Screening #3: Blitz - dir. Steve McQueen
Then two weeks passed. I worked, I took the train to Long Island, I saw Vampire Weekend play at the Garden; life was lived. Coincidentally, my job also moved from its office right across the street from Alice Tully Hall to a new downtown location. By the time my third NYFF screening crept up, I was further from Lincoln Center than I’d been in years, spiritually and otherwise, and had functionally ceased feeling like I was in the middle of any kind of festival. And yet, I was—so after a tiring week of work, I made my way back to the UWS and climbed the stairs to the hall’s balcony, where my friend Harry and I took in the great Steve McQueen’s good new movie about the titular blitz of London during World War II.
McQueen has never been bad, and the uncharacteristically straightforward Blitz isn’t either, even if its deceptively traditional style also had my bleary eyes and tired mind to contend with. McQueen, presumably fresh off the plane from the London Film Festival, also seemed tired as he briefly intro’d his film. With no disrespect in either direction, I think we were both ready to get home and sleep.
Screening #4: The Brutalist - dir. Brady Corbet

A day later, I was rested and ready to tackle my last film of the fest (and one of the buzziest titles there): Brady Corbet’s three-and-a-half-hour epic, The Brutalist. Sight largely unseen, Corbet’s film has already been hailed as both a totemic American masterpiece and an empty poster child of film bro-ery. And to be fair, a majority of the men in the bathroom line during the film’s fifteen-minute intermission did have the same shoes and clothes and tote bags that I do, though perhaps that’s just some self-selection at the same fest that saw hours-long lines for a mobile Criterion Closet. Either way, after taking in the gorgeous early-fall weather in the tree-lined plaza across from Alice Tully while Harry scarfed down his pre-show Morton Williams deli sandwich, we joined our brethren and buckled in.
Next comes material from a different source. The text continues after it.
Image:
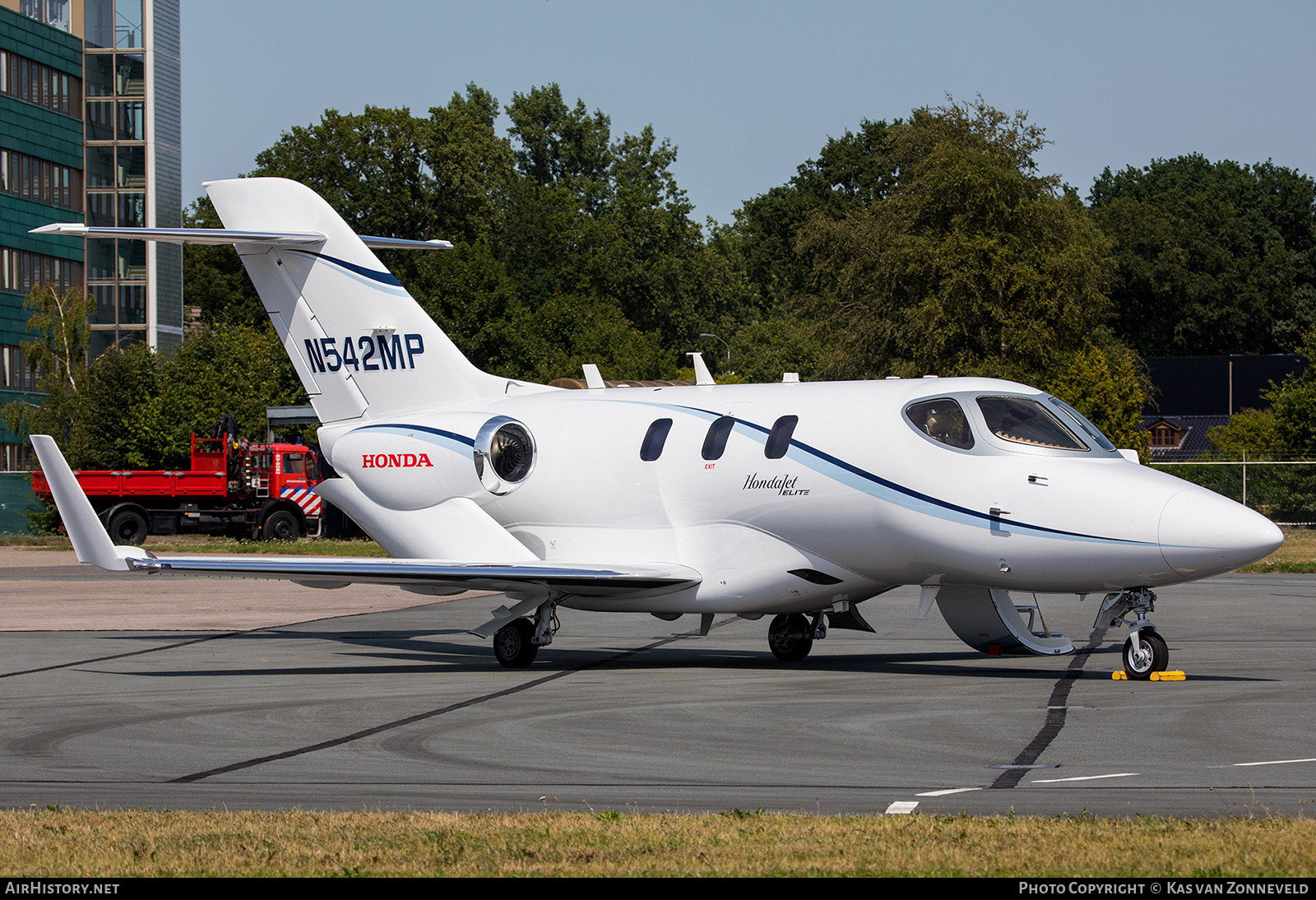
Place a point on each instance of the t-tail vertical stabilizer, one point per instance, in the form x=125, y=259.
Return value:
x=362, y=346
I don’t have anything definite to say about the movie yet, even in my more considered Letterboxd review—but I know I loved it. For all the puffery (more from Corbet’s fans than from the director himself), the movie felt as grand and towering as billed, boasting more-than-sturdy construction without losing the oblique nature of any epic worth its weight in 70mm film stock. And call me a sucker for the established ambiance of my environment, but sitting with a like-minded friend in a gorgeous concert hall on the illustrious Upper West Side while a festival employee shouted out the projectionists raining cinematic light down from high above our heads… that did something for me!
Maybe that feeling was just the surprisingly emotional culmination of four overpriced movie tickets bookending two otherwise pleasant, unremarkable weekends of fall. But that is the New York Film Festival to me—this year, hopefully next year, and, should I be so lucky, forever.